Wylye Valley Church of England VA Primary School serves Codford and nearby parishes. The school opened on a new site in 1971, replacing two 19th-century schools. Codford St Mary school opened in 1876 and was enlarged in 1889; Codford St Peter school, near Ashton Gifford House, opened in 1841. By 1966 the number of children in the villages had fallen and St Peter's was closed.

There is a village hall, rebuilt and enlarged in 1993.

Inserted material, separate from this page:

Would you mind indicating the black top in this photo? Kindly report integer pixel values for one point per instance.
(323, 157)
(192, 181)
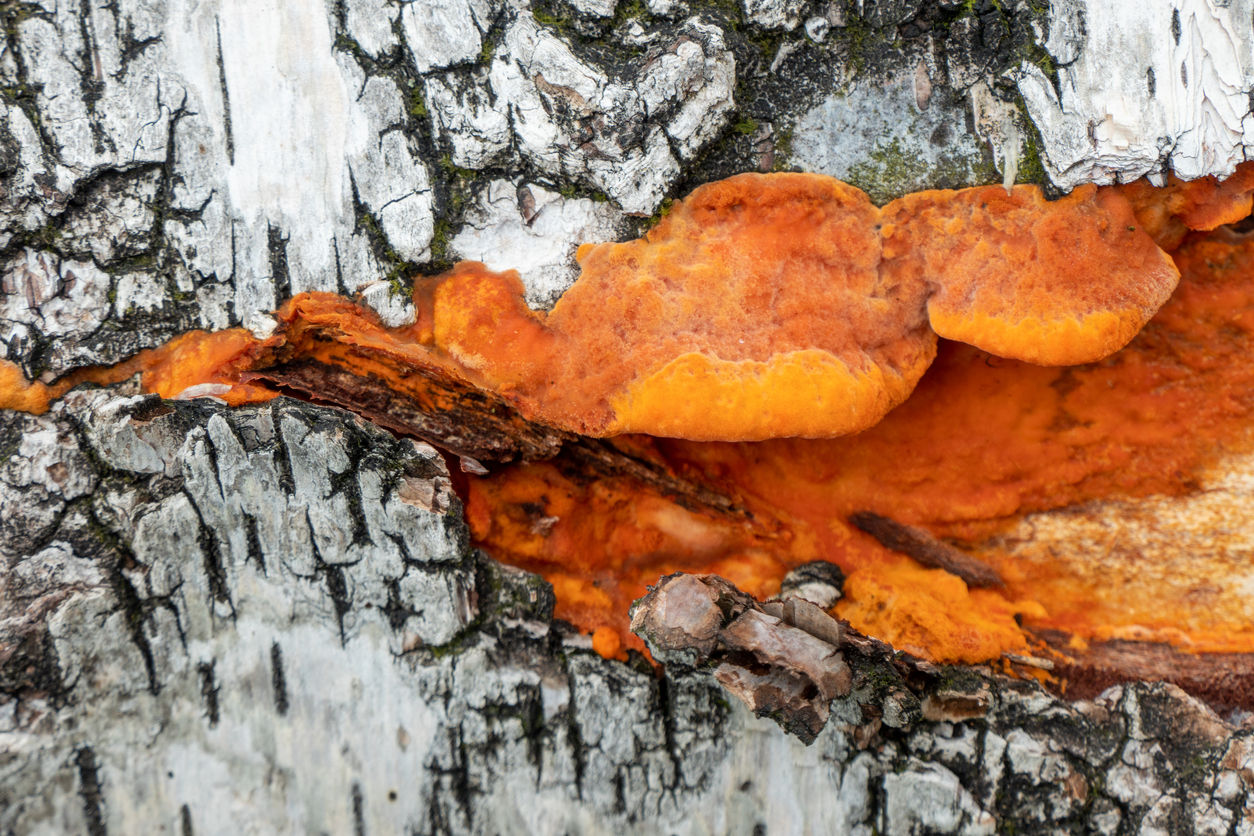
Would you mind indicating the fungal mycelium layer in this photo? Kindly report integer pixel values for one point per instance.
(722, 355)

A Berrys Coaches service to/from London calls at a nearby stop on the A36.

==Notable people==
- William Creed, a 17th-century Rector of Codford St Mary
- Robert Dampier (1799–1874), an artist and clergyman, was born and grew up at Codford St Peter, where his father was rector.
- James Ingram (1774–1850), an Oxford don who grew up at Codford St Mary, was Rawlinsonian Professor of Anglo-Saxon and President of Trinity College, Oxford.
- Rowland Allanson-Winn, 5th Baron Headley (1855–1935), also known as Shaikh Rahmatullah al-Farooq, owned and lived at Ashton Gifford House from 1929 until his death.
- Vice-Admiral the Hon. Herbert Edward Holmes à Court (1869–1934), was born at Codford St Peter
- Sir William Mahon, 7th Baronet (born 1940), a retired soldier, lives at Codford.